While Salesforce's core Operational Reporting is more for displaying a static list of metrics confined to a specific object or two, Einstein Analytics allows the user to go deeper into their data with its more data-heavy features that more traditional BI tools generally have. Though Einstein Analytics has some more “front-end” friendly differentiators, such as an improved UI that allows for more configuration and visualization options, the key differentiator is the fact that Einstein Analytics is its own BI platform that expands data capacity, allows data transformations, and enables integrations and connectors to combine external data sources with local Salesforce data.
Over the next few months, we will be exploring these key differentiators to provide some additional education and insights around why companies should invest in Einstein Analytics and to demystify some of the “how to” by exploring actual use-cases for each functionality.
What is Data Transformation?
Today, we will be looking at the different Data Transformation features within Einstein Analytics. From there, we will start analyzing and presenting examples of each data transformation with their respective use case. Data Transformation is the modification and manipulation of specific data through the Dataflow Editor in Einstein Analytics.
In other words, Data Transformation is a translation of data extracted from a Salesforce Object or other data source into our defined format. To achieve this, we use different transformations such as Sfdc Digest, Edgemart, Augment, ComputeExpression, ComputeRelative, Flatten and SfdcRegister. We will speak to each of these in further detail in our upcoming blogs, but today we want to focus on one of the more complex data transformations available today, the computeRelative.
computeRelative: What is it and how can it be used?
computeRelative : We can use this transformation to get the trend of the data with the help of derived fields using values in other rows. This transformation is seamless and is able to get the insight and comparison of our data, so that we can easily make complex business decisions.
There are several use cases where we can use this transformation, such as:
- To get the age of pipeline opportunity
- To get the actual revenue change in opportunity from the beginning
- We can create a computed field to highlight duplicate records giving different logic.
- To get the latest/first from multiple child record value related to its parent object record.
To get this transformation in our dataflow, we need to consider several values such as:
- Partition By: This is basically used to get the field name from which we are partitioning data. This is meant to divide the data by a field, so the related data is grouped and displayed per unique value/record of the partitioning field.

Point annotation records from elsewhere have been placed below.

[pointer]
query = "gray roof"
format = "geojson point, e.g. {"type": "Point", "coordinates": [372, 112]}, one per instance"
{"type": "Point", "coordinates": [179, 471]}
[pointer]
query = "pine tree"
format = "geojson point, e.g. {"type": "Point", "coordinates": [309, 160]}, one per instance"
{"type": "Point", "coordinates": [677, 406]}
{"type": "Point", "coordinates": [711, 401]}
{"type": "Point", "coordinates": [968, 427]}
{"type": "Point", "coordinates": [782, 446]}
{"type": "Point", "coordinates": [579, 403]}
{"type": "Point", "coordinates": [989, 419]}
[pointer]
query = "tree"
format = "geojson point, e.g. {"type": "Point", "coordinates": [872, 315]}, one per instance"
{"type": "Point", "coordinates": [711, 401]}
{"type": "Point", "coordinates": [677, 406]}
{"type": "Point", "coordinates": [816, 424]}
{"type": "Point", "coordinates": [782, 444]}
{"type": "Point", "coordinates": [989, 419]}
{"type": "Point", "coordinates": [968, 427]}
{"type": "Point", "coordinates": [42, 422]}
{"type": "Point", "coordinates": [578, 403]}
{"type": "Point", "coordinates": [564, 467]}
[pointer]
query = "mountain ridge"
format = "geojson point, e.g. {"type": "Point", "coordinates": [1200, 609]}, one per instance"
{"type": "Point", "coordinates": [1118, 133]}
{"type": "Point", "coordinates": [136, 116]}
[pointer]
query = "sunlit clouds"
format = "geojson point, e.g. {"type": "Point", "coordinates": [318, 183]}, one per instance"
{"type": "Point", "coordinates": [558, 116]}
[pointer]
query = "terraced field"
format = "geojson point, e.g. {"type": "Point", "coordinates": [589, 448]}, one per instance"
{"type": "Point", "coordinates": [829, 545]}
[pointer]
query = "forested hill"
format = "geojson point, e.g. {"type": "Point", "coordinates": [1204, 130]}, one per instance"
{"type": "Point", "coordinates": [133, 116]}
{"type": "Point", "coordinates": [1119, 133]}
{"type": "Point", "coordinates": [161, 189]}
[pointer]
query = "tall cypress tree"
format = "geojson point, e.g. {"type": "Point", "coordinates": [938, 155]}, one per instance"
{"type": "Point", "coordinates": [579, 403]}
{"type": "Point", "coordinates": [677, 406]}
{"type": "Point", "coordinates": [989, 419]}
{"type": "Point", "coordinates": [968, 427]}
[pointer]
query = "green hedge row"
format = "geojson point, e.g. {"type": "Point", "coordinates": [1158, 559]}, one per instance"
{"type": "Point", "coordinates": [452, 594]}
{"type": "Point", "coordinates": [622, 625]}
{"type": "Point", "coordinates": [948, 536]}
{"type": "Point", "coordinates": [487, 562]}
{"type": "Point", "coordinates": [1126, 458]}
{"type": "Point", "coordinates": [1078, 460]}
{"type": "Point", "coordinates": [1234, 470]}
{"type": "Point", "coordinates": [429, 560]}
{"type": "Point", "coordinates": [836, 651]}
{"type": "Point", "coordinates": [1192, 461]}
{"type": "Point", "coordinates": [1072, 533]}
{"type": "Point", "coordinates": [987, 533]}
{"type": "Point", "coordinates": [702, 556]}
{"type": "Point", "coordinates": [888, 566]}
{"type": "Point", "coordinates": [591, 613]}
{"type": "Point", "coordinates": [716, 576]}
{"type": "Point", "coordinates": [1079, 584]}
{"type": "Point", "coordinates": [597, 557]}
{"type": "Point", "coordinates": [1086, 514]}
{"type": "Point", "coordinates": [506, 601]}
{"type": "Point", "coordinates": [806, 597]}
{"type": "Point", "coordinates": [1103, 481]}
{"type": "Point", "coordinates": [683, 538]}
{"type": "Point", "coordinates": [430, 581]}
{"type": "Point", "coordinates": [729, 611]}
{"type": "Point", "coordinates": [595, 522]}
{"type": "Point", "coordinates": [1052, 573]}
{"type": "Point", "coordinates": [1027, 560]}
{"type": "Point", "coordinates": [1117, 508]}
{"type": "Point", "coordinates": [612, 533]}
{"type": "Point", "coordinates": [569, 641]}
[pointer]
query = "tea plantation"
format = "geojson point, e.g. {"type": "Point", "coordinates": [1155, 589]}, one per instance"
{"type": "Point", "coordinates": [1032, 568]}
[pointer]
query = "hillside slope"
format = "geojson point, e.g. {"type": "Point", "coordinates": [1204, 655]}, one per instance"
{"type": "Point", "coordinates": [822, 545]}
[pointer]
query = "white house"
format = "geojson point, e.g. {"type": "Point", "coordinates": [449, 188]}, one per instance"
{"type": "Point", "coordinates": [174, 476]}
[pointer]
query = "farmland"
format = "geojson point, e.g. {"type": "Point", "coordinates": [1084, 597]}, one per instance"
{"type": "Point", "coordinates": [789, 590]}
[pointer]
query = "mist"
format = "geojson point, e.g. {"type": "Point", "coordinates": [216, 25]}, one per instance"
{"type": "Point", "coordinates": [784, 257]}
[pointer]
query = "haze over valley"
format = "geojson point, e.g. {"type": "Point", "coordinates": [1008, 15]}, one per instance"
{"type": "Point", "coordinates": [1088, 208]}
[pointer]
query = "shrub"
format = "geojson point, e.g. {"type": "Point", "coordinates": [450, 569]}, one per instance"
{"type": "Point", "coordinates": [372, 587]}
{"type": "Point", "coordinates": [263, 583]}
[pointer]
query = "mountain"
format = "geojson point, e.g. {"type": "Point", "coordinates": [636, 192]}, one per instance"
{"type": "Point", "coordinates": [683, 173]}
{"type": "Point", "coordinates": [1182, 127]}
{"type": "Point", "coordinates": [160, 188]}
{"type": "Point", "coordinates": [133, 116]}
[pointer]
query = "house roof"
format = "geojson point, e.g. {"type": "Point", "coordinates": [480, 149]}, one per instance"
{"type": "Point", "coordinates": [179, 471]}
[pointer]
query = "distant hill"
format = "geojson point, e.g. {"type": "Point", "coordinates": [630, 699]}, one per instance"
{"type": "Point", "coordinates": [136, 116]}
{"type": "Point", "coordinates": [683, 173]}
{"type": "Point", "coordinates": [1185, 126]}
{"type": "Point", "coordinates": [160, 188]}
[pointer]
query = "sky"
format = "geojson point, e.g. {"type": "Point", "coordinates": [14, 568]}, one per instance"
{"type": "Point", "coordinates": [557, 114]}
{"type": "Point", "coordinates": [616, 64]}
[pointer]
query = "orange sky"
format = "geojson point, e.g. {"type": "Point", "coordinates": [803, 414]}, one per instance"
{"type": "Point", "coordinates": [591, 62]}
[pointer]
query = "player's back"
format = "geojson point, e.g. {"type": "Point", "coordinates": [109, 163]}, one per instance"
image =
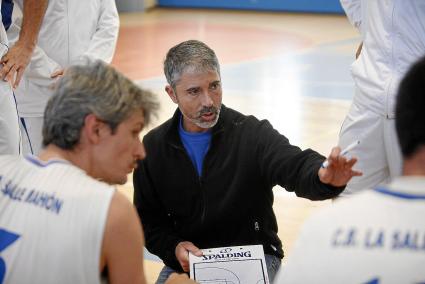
{"type": "Point", "coordinates": [52, 219]}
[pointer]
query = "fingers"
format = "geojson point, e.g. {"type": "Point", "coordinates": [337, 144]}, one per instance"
{"type": "Point", "coordinates": [10, 76]}
{"type": "Point", "coordinates": [182, 253]}
{"type": "Point", "coordinates": [18, 78]}
{"type": "Point", "coordinates": [57, 73]}
{"type": "Point", "coordinates": [179, 278]}
{"type": "Point", "coordinates": [5, 71]}
{"type": "Point", "coordinates": [193, 249]}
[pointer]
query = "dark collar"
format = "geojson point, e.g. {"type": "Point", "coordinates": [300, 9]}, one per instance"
{"type": "Point", "coordinates": [172, 133]}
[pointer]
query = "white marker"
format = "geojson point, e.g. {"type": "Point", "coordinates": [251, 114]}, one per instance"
{"type": "Point", "coordinates": [343, 152]}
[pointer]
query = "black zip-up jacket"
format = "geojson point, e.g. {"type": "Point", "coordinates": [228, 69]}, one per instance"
{"type": "Point", "coordinates": [231, 203]}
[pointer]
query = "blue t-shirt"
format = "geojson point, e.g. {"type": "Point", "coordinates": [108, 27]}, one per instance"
{"type": "Point", "coordinates": [196, 145]}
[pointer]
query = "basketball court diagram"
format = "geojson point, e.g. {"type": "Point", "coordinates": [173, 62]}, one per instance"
{"type": "Point", "coordinates": [230, 272]}
{"type": "Point", "coordinates": [232, 265]}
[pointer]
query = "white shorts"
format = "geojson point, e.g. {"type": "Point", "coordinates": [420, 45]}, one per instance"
{"type": "Point", "coordinates": [10, 140]}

For example, if we talk about Work Order and Service Appointment, we will partition our records by Work Order:
- Order By: In this we should put the name of the field by which we want to sort our data in either ascending or descending order.
- Compute/Derived Field: To create a derived field, there are two ways
1. SAQL - we can use the SAQL expression to get the data in the Derived Field.
2. Source Field - we can refer to the data of existing fields and take the particular required value in the derived field.
Below is an example where computeRelative is used. In the table below, we want to see the latest date from the "ActualEndDate" Field to get the time frame of the Parent Object.
As we can see in the figure, this dataset was partitioned by “Parent Record ID,” then ordered by date to get the latest date. Now, in the second image, we have a computed field calculation, where the offset function is “First,” as the latest date which will be the first date of that partitioned data that was sorted/ordered by date.
So, after using this computeRelative Transformation, the output will look like this:
Now, in the above use case, we want to remove the duplicate Parent Record, so that we have only one record per parent, since our ultimate target is to get a time frame of the parent record. We can achieve this by using computeRelative with the SAQL expression. Below you will find the image of how this will look like.
So, the final output of this table will look like this:
We can achieve the rest of the data transformation by using the computeExpression and Filter Transformation:
1. By using computeExpression Transformation, we can create a number field to calculate the number of days between the "CreatedDate" and "LastEnd Date" using days between functions.
2. Then, with the filter transformation, we can filter the Duplicate field with “Keep," as the only value.
3. The end result will look like the following:
As you can see, by using this transformation, we got a trend of our data and insight on the comparison to get a better understanding on the data.